Monday, Feb. 18, 1946

More Trouble for Andy

Three months ago, Shipbuilder Andrew Jackson Higgins Sr. loudly announced that he was going out of business because of union trouble. But he took a strange way of doing it. While he started to liquidate his Higgins Industries, Inc., owned chiefly by himself and family, he planned to form a new company, Higgins, Inc., financed by a public sale of stock.

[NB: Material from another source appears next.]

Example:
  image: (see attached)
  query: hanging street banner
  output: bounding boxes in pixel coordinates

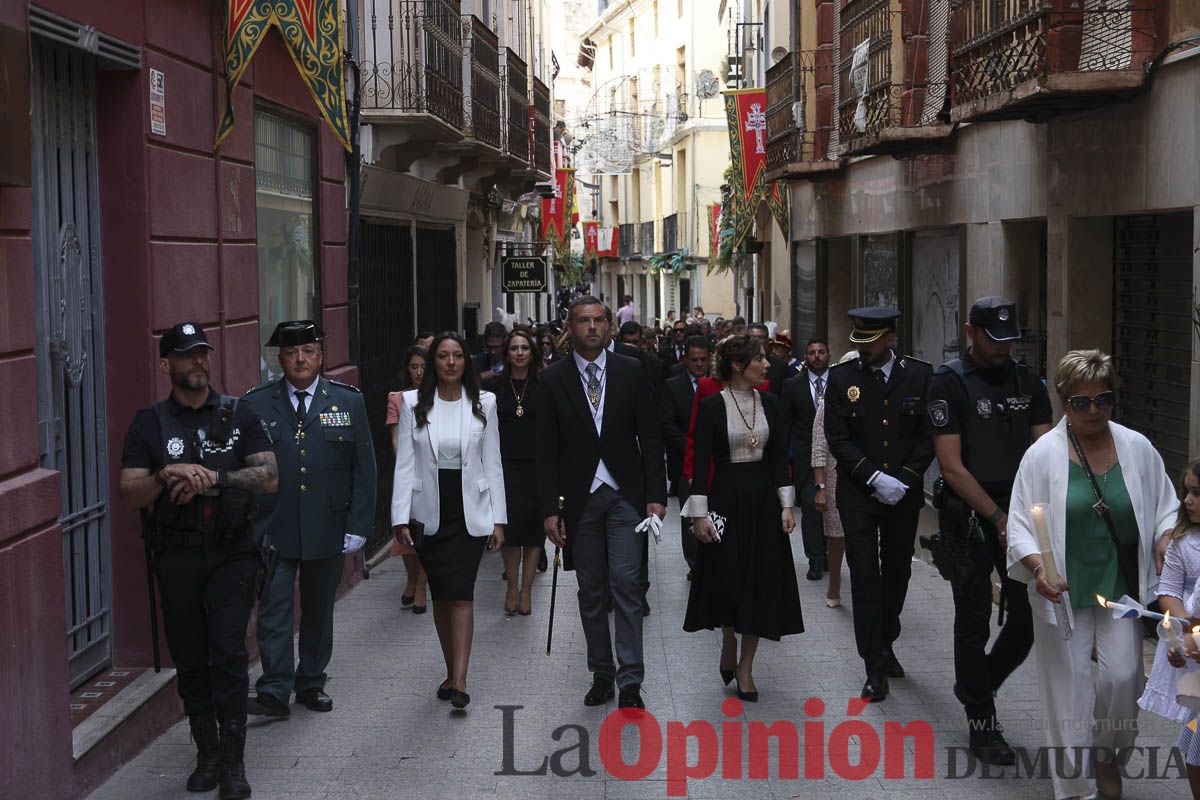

Last week, the Securities & Exchange Commission dropped a wrench in Handy Andy's plans. It charged that Manhattan brokers Van Alstyne, Noel & Co., specifically David Van Alstyne Jr.*, had sold stock in Higgins, Inc., before its stock registration statement had been filed with SEC. If the charges are proved, SEC may revoke, or suspend the brokerage company's permit to deal in securities. If that happens, Andy Higgins may have to shop around for another broker.

But what caused Wall Streeters to raise their brows in the whole affair was the manner in which Andy Higgins was cashing in by going out of business. Never a big moneymaker in prewar years (Higgins Industries made a net profit of only $31,748 in 1939), Higgins Industries had grown fat on war orders for ships. The stock plan would render this fat into cash.

Under the plan, Higgins, Inc. would raise $9,000,000 by selling stock at $11 a share. Of this, Andy Higgins, his family and his associates would be paid $4,238,000 for the assets of the old company, which are comprised chiefly of machinery, leases on Government plants, inventories, etc.

Furthermore, the new company would be bound to hire Andy Higgins for the next five years at a salary of $80,000 a year. His two sons would be given jobs also, at $20,000 a year apiece. And through a block of 300,000 shares of stock which Higgins Industries would also receive, Andy Higgins would hold the largest single block of stock, probably enough for working control of the new company. Looking at all this, many a businessman wondered if he too should not "go out of business."

* As a result of the charges, Van Alstyne, who had planned to run for governor of New Jersey on the Republican ticket, withdrew.